Large language models (LLMs) and generative AI are about to change that. What they are doing is componentizing, not the data, but the solution. For example, an LLM can be asked to create a sales forecast based on sales numbers, and it will generate the forecast model directly from the data. The automatic generation of a common analytics model, along with the ability to automatically introspect the data, is the actual commodity.

Streamlining the Process

For most organizations, there are only a few analytical model types that drive 80% of core decision-making, but many are still stuck in the fabrication process, spending millions on building data platforms and struggling to hire good fabricators. This situation is similar to the transition from traditional scribes, who took years to create a book, to the printing press, which could create similar outputs in no time at all.

What does this assembly line look like?

Hypothesis: Formulate a hypothesis about the business problem.
Value Assessment: Evaluate the potential value of addressing the problem.
Prioritization: Prioritize the hypothesis based on value and feasibility.
Prototype: Use LLMs to define the model and utilize the data in minutes, not weeks or months.
Market/Customer Testing: Test the prototype with real market or customer data.
Measurement: Use LLMs to quickly suggest and create the necessary metrics.
Production: Move to production in a much shorter timescale.
Monitoring: Continuously monitor the results.
Iteration: Quickly and easily revisit any stage as needed because the tech and data production are accelerated by LLMs.

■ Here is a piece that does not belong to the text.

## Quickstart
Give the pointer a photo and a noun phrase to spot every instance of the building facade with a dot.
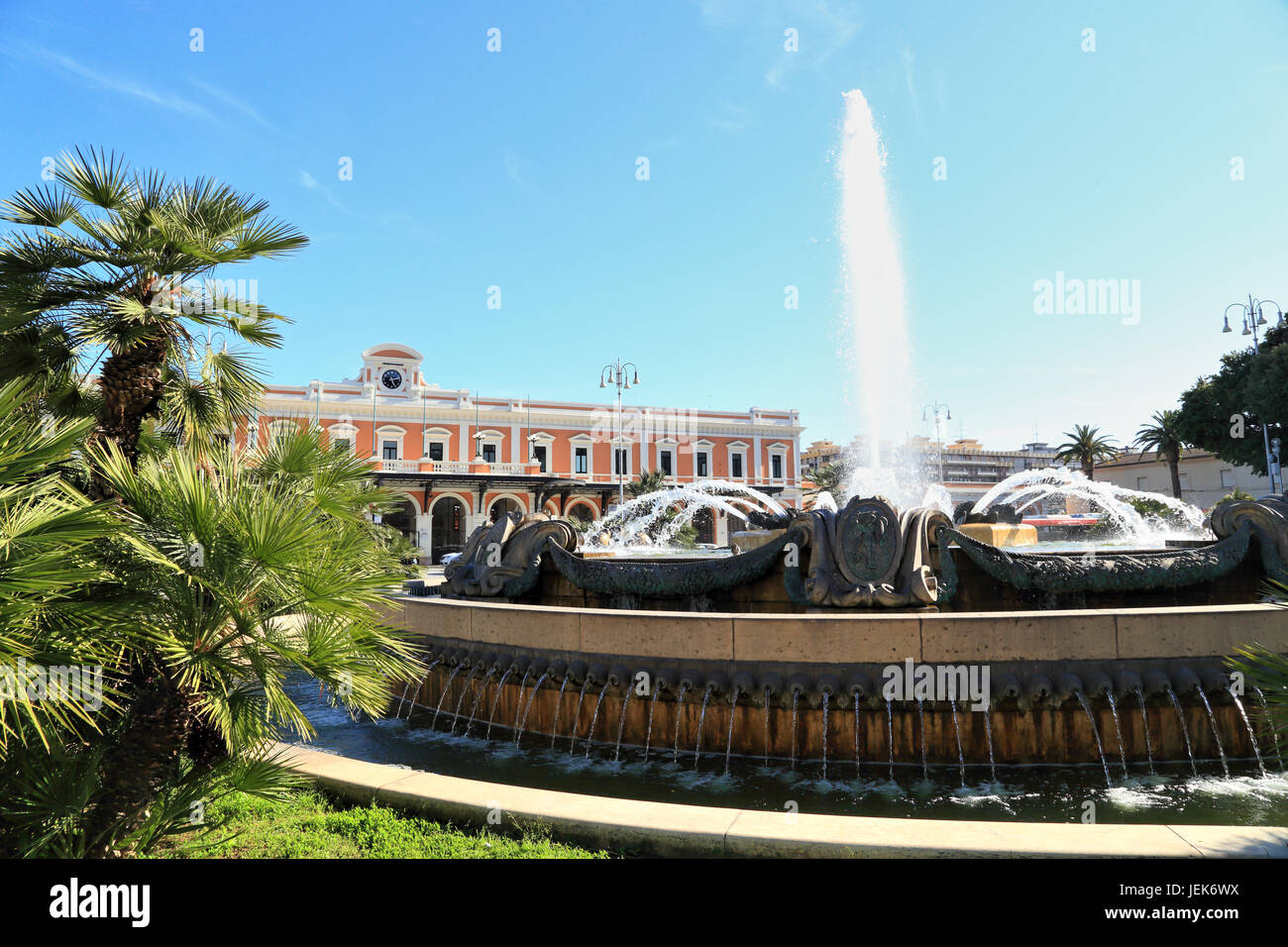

The Future of Data Products

For the modern data ecosystem and data products, this shift is a positive development. One will be able to have a tight, fast OODA loop to create, test, and productionize genuine data products driven by business use cases. However, there are still significant questions about the transparency and robustness of LLMs that need to be addressed. But this change is happening now, and we need to embrace it.

The Human Factor

While LLMs open up a level of democratization in analytics by componentizing solutions, there remains a critical human factor. Business leaders need to identify and frame problems effectively, which can still be challenging. LLMs can assist by providing information on well-known business scenarios, but businesses must create their hypotheses either independently or with subject matter expert (SME) guidance.

The acceleration provided by LLMs should streamline the process of prototyping, testing, measuring, and iterating without large budgets or programs. This approach also allows for quick diagnosis of business pain points, driving the creation of hypotheses for remediation.

The Economic Impact

The economic effects on the data science profession could be significant. LLMs are expected to alter pricing and compensation for many kinds of human labor, including data science. The impact is comparable to the industrial revolution, where the nature of work and business operations underwent a dramatic transformation.

Practical Applications

To leverage LLMs effectively, businesses need to break down problems and feed each step as a prompt into the LLM, assuming it is trained on a corpus that understands the specific business context. For example, a bank calculating a simple credit score could use prompt engineering to create the necessary models and API calls efficiently.

Moving Forward

As organizations transition to this new paradigm, they need to ensure transparency and robustness in their use of LLMs. The shift towards assembly line processes in data and analytics represents a major evolution, promising faster, cheaper, and more reliable business insights.

The challenge lies in integrating these advanced capabilities into existing business processes and ensuring that the human elements of decision-making and problem-solving are not lost in the automation. By focusing on continuous improvement and leveraging the latest technologies, businesses can stay ahead in the rapidly changing landscape of data and analytics.